Eval mode
Drift detection
Models, prompts, and the world all change. Drift detection scores a continuous sample of production traffic and alerts when the quality curve bends.
What you'll learn
- How drift detection samples production traffic
- How to calibrate the judge LLM
- How drift alerts fire and route
- How to root-cause a drift event
How sampling works
- 1
Pick the agent
Drift detection runs per agent. Enable it from the agent settings; the platform will start sampling immediately. - 2
Configure the rate
Pick a percentage of runs to sample, or a fixed budget per day. Sampling is uniform and does not affect production latency. - 3
Pick the metrics
Each sampled run is scored on one or more metrics — success, faithfulness, tone, custom rubric. Scores roll up into time-series charts.
Calibrate the judge
Drift detection scores runs with a judge LLM. Calibration is non-optional: label a few hundred runs by hand, then run the judge against the same set and confirm agreement above your threshold (80 percent is a common floor). Re-calibrate when you change models, prompts, or judge versions.
Alerts and routing
- 1
Threshold
Set a floor (absolute, e.g. success rate below 90 percent) or a delta (e.g. a 5-point drop within 24 hours). Both can fire independently. - 2
Channel
Route alerts to Slack, email, PagerDuty, or webhook. Each alert links straight to the failing sample and the relevant trace. - 3
Suppression
Mute during planned changes (a known prompt rollout, a model swap) so the team only sees real drift.
Investigating a drift
When an alert fires, open the drift report. It shows the time-series curve, the breakpoint, and a sample of failing runs from the affected window. From there: open a run, send it into an annotation queue, or fork an A/B test with a candidate fix.
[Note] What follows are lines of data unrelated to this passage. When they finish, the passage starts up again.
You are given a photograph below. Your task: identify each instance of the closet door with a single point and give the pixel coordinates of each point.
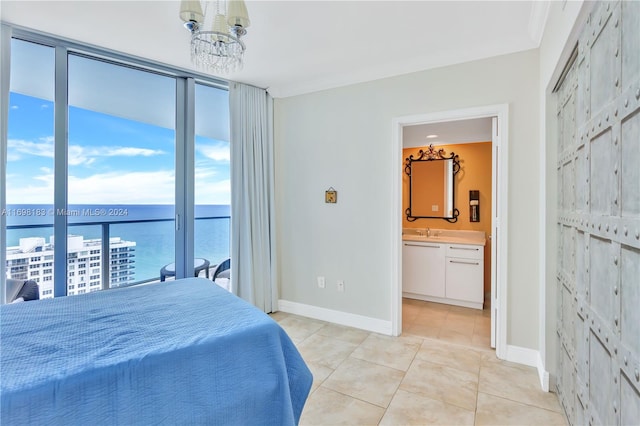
(599, 221)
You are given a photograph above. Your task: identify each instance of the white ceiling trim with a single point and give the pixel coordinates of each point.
(538, 20)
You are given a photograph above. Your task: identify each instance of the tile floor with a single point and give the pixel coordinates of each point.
(440, 371)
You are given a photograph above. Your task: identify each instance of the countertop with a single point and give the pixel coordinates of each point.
(444, 236)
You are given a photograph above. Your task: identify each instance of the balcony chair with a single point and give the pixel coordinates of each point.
(22, 290)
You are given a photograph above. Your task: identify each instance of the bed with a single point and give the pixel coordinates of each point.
(179, 352)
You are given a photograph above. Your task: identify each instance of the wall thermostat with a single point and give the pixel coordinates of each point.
(331, 196)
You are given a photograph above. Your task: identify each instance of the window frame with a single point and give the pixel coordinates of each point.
(185, 143)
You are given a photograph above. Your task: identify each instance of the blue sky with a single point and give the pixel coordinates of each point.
(111, 160)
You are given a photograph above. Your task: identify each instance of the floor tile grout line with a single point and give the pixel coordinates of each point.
(521, 402)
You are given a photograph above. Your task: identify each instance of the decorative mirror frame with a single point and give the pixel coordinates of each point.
(432, 154)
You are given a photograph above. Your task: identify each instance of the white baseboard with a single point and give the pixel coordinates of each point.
(532, 358)
(336, 317)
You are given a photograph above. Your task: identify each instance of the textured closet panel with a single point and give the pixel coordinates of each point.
(598, 275)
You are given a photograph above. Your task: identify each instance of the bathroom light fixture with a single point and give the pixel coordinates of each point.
(218, 50)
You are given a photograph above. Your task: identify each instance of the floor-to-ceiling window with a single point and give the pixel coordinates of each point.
(121, 174)
(212, 173)
(30, 163)
(120, 136)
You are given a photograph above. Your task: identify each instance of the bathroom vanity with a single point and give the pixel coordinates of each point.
(444, 266)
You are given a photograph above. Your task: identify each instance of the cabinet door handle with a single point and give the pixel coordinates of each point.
(420, 245)
(465, 263)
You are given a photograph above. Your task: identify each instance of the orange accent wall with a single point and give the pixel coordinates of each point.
(475, 174)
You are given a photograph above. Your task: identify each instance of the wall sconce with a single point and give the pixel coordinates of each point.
(331, 196)
(474, 206)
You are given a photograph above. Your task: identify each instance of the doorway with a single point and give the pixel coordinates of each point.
(499, 116)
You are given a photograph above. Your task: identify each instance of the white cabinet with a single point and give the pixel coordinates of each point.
(443, 272)
(422, 268)
(465, 274)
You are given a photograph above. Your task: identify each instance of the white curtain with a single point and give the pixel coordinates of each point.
(253, 249)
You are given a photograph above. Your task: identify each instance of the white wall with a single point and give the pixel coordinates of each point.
(341, 138)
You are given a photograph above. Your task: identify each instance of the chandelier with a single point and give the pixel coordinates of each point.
(218, 50)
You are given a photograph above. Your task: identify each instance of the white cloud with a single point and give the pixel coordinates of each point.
(157, 187)
(17, 148)
(217, 152)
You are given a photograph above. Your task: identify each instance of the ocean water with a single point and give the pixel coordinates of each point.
(155, 240)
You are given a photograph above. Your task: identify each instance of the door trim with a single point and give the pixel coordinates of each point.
(499, 218)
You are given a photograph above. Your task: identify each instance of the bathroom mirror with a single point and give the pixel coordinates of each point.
(431, 185)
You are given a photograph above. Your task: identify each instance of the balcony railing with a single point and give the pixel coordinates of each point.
(124, 256)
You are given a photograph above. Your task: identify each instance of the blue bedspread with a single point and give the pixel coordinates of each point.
(180, 352)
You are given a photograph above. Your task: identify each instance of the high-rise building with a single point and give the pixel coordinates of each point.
(33, 259)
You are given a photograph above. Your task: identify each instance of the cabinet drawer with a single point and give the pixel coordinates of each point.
(465, 251)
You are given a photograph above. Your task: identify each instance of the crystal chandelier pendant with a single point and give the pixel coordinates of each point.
(216, 51)
(219, 50)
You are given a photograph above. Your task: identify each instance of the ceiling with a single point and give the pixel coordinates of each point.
(296, 47)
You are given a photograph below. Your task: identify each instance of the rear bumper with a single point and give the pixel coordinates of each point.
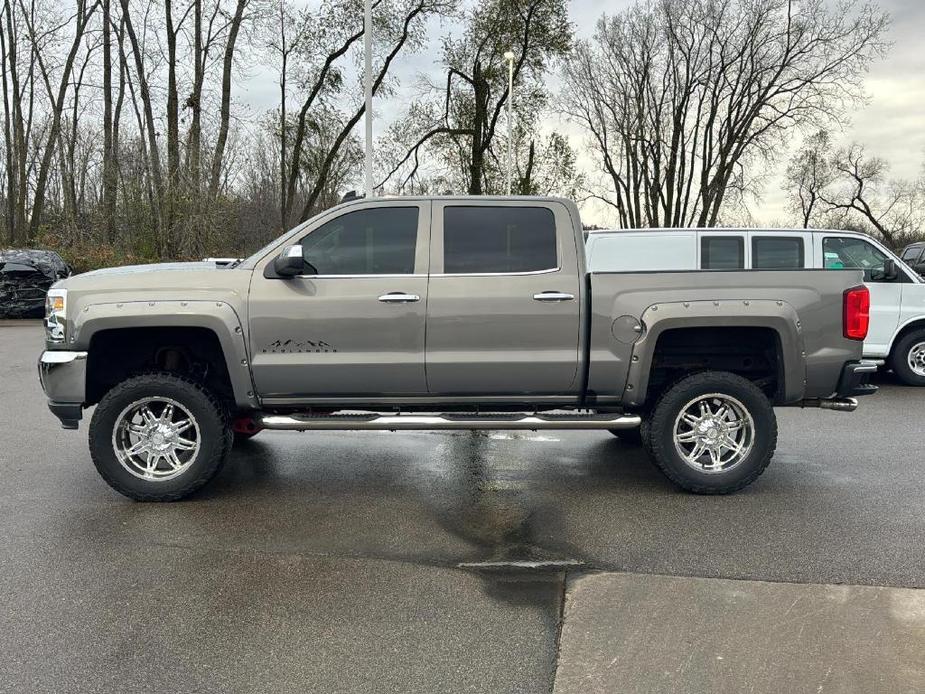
(63, 375)
(854, 379)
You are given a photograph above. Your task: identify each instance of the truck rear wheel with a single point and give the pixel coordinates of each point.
(712, 433)
(159, 437)
(908, 359)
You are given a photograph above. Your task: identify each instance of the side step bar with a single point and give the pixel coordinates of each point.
(411, 422)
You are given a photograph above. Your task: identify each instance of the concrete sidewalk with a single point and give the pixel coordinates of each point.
(644, 633)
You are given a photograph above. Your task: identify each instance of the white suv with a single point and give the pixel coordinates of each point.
(897, 293)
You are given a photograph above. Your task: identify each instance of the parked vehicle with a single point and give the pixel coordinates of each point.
(444, 313)
(897, 293)
(25, 276)
(913, 255)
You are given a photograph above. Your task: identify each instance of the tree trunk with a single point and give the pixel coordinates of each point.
(225, 114)
(477, 164)
(109, 178)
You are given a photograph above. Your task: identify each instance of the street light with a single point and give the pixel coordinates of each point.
(368, 79)
(509, 56)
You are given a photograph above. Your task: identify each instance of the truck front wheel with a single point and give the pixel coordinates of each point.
(712, 433)
(159, 437)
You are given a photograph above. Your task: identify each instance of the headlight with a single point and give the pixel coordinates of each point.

Frequently asked questions
- Does drift detection cost LLM tokens?
- Yes — the judge LLM consumes tokens per sampled run. Set a daily sample budget if you want a predictable spend.
- How fast will I know about a drift?
- Within minutes for sharp drops, depending on sample size. Slow drifts take longer to confirm — that is a statistical floor, not a platform limit.
- Can I run drift detection without a judge LLM?
- For some metrics yes — anything rule-based (status code, tool match, output schema) works without a judge. Quality rubrics need a judge.